In many of the projects that I have been a part of, the process begins right away. In the kickoff meeting you introduce yourself to a number of people, some of them who you have possibly never met before. You usually go over the projects goals and after that you’re off to the races. Even in service design projects, and again this is viewed through my own experience, the common language of the project is often overlooked.
This revelation came to me through participation in a service design project that aims to improve the student services in Laurea. The project is done in collaboration with Laurea staff and students and design agency Kuudes Kerros of Helsinki. There are seven of us students helping in the project. The kickoff meeting began the normal way, but after the introductions we were familiarized to the project’s common language. By agreeing on certain terms that are used in the process, it has been easy during the discovery phase to understand and categorize the gathered insights. We were able to quickly focus on the right things.
I feel that in a lot of projects the team that is gathered for it doesn’t necessarily speak the same language. This might not seem like a major issue but let’s look at it through two scenarios. First, you can outsource the project and then your role becomes that of a participant and source of information. During the project work the facilitators talk about certain topics in ways obvious to themselves. Can you follow and be productive? Is your participation affected by a pounding thought in your head “what are they talking about”? And in the end are you then getting your money’s worth?

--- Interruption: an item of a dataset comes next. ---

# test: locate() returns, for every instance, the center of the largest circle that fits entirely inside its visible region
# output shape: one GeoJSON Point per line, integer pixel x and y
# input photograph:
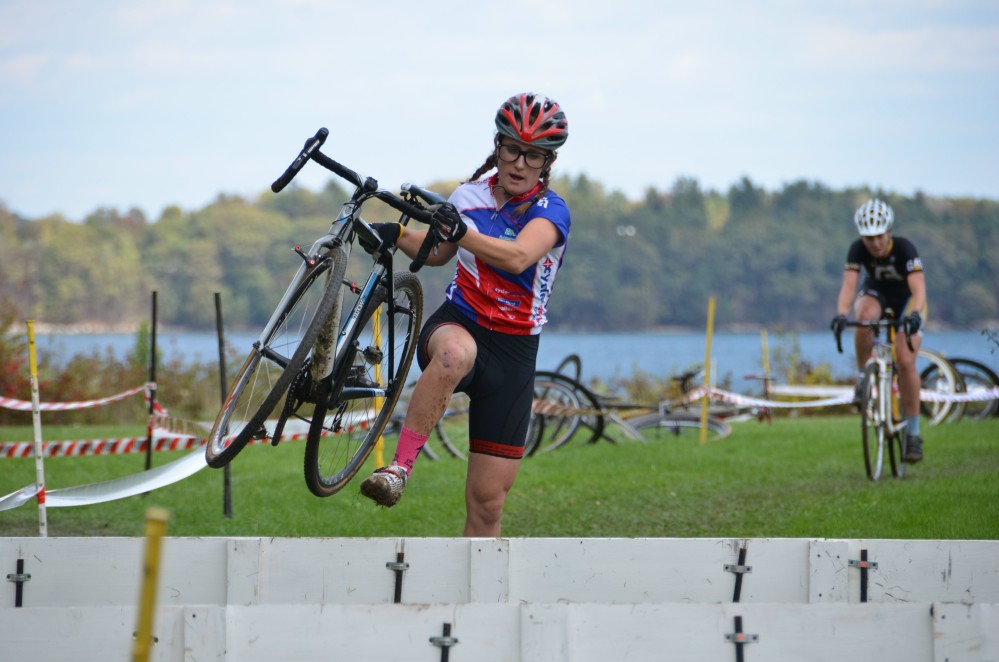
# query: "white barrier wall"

On the other hand what if the project is an in-house one? Everyone speaks the same language, right? Possibly, if the company is a smaller one or there has been significant work done to bring down the traditional silos. But in most company, there still are silos and within the silos there are different ways of communicating. And in this case everyone will not speak the same language.

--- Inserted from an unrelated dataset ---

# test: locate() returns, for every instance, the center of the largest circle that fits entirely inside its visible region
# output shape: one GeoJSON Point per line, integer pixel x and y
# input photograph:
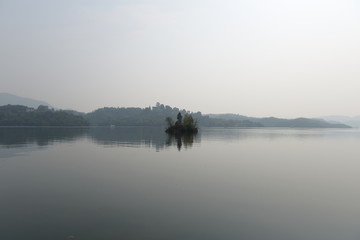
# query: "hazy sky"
{"type": "Point", "coordinates": [284, 58]}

The lesson I’ve learned through the Laurea project is to have a common language set up in the future projects. It doesn’t mean that you have to have a plethora of terms and definitions. Just set up a few common phrases and their meaning and go over them in the first meeting. This will help everyone define themselves and understand how the work proceeds. Possibly this way the outputs of the participants are more coherent and to the point. As an example, in this project there were three phrases set and this helped out tremendously. It pays off having a common language.